Les députés ont donc instauré une nouvelle taxe de 2% pour l’ensemble des nuitées d’hôtels dont le prix est supérieur à 200€.
Alors que dans une version antérieure les établissements de luxe étaient spécifiquement visés (les 4 et 5 étoiles, surnommés « palaces »), dans la mesure qui vient d’être adoptée, seul le prix fait critère.
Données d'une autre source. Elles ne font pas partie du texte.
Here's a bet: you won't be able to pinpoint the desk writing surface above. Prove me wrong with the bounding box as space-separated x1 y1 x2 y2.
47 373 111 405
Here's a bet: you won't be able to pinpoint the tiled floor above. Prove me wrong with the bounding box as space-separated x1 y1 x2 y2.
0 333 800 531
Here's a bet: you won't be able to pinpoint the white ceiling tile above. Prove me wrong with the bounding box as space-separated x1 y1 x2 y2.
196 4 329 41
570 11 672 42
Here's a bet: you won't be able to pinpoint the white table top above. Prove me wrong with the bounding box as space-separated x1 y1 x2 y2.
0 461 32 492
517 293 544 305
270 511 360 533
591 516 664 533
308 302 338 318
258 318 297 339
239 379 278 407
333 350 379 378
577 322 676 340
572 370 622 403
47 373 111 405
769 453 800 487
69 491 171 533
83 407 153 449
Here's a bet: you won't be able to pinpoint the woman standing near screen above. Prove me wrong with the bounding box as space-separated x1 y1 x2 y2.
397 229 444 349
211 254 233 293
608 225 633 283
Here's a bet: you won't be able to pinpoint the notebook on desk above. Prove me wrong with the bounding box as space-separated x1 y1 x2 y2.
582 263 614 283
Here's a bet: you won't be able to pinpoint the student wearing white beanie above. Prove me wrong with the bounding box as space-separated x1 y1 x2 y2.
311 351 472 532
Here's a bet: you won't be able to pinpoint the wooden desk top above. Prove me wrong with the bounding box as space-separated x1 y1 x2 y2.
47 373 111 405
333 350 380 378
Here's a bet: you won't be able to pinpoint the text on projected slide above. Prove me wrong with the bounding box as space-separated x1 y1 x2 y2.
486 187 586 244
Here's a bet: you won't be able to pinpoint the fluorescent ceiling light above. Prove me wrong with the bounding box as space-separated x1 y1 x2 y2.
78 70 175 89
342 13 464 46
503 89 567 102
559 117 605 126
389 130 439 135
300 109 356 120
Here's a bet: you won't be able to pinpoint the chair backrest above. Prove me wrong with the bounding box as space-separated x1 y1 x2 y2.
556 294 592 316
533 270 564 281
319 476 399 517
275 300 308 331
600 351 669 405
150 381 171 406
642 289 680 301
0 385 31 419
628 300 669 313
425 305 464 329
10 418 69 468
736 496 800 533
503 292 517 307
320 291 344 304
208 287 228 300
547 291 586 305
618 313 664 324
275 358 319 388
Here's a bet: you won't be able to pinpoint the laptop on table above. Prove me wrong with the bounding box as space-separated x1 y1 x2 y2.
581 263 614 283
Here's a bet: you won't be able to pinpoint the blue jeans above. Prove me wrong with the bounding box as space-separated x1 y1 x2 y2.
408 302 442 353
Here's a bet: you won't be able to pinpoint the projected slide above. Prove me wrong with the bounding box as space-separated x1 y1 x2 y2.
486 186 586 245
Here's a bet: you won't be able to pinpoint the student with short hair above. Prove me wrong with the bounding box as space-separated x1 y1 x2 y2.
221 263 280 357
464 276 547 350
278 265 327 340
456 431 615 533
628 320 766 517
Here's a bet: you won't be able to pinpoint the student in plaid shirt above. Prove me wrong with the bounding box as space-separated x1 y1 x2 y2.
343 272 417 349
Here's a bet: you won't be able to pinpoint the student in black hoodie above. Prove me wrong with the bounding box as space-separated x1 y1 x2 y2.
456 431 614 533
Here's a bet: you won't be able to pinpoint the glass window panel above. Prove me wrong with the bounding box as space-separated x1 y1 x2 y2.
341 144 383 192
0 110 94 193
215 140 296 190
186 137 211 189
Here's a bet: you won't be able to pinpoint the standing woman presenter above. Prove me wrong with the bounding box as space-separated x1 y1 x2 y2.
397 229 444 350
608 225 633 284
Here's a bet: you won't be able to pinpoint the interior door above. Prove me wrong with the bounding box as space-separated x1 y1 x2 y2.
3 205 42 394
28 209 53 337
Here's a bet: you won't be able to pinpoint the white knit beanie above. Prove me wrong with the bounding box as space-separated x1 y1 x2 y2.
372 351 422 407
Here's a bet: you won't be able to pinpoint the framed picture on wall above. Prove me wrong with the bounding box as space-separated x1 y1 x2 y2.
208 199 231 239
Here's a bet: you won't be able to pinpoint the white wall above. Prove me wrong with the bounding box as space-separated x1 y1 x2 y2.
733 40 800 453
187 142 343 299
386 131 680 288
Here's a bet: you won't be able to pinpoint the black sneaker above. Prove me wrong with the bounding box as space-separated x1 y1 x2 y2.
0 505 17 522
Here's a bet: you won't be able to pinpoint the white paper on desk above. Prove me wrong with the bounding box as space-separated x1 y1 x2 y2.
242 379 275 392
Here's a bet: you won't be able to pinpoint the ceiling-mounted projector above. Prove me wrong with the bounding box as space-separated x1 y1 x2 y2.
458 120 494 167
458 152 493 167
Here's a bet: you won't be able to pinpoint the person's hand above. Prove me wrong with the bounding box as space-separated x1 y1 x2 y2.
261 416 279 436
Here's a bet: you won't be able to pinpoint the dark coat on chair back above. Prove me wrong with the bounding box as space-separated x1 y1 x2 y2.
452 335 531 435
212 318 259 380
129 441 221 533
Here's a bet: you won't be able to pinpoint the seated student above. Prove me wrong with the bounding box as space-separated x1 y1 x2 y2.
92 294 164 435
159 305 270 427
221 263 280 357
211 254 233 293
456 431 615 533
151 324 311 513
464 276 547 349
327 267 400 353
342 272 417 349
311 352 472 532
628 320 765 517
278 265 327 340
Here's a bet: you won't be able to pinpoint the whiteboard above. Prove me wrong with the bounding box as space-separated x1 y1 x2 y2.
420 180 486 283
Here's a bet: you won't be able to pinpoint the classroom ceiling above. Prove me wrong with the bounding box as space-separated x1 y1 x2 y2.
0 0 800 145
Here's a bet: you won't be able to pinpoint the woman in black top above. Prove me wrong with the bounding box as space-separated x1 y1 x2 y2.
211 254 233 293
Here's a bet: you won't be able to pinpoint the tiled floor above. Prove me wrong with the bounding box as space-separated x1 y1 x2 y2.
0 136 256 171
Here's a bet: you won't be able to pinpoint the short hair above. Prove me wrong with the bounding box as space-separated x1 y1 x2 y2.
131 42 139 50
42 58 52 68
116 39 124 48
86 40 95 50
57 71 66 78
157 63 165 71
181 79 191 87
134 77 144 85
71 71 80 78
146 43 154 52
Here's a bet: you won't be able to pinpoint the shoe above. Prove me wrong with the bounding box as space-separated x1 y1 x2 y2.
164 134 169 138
Ainsi, croit-on, le classement des établissements en cours ne sera-t-il pas trop remis en cause.
Évidemment, les critiques des hôteliers, des experts et des professionnels du secteur touristique ne se sont pas immédiatement tues parce que le vote a eu lieu… Ainsi un haut responsable d’Accor trouvait-il que l’on mélangeait « des Mégane et des Bentley, des établissements facturant la nuitée à 200€, et des hôtels de luxe à 1 000€ la nuit. (…) Cet amendement est difficilement applicable. (…) L’hôtellerie moderne fonctionne avec des prix qui varient… Cette mesure n’incite-t-elle pas à la fraude ? »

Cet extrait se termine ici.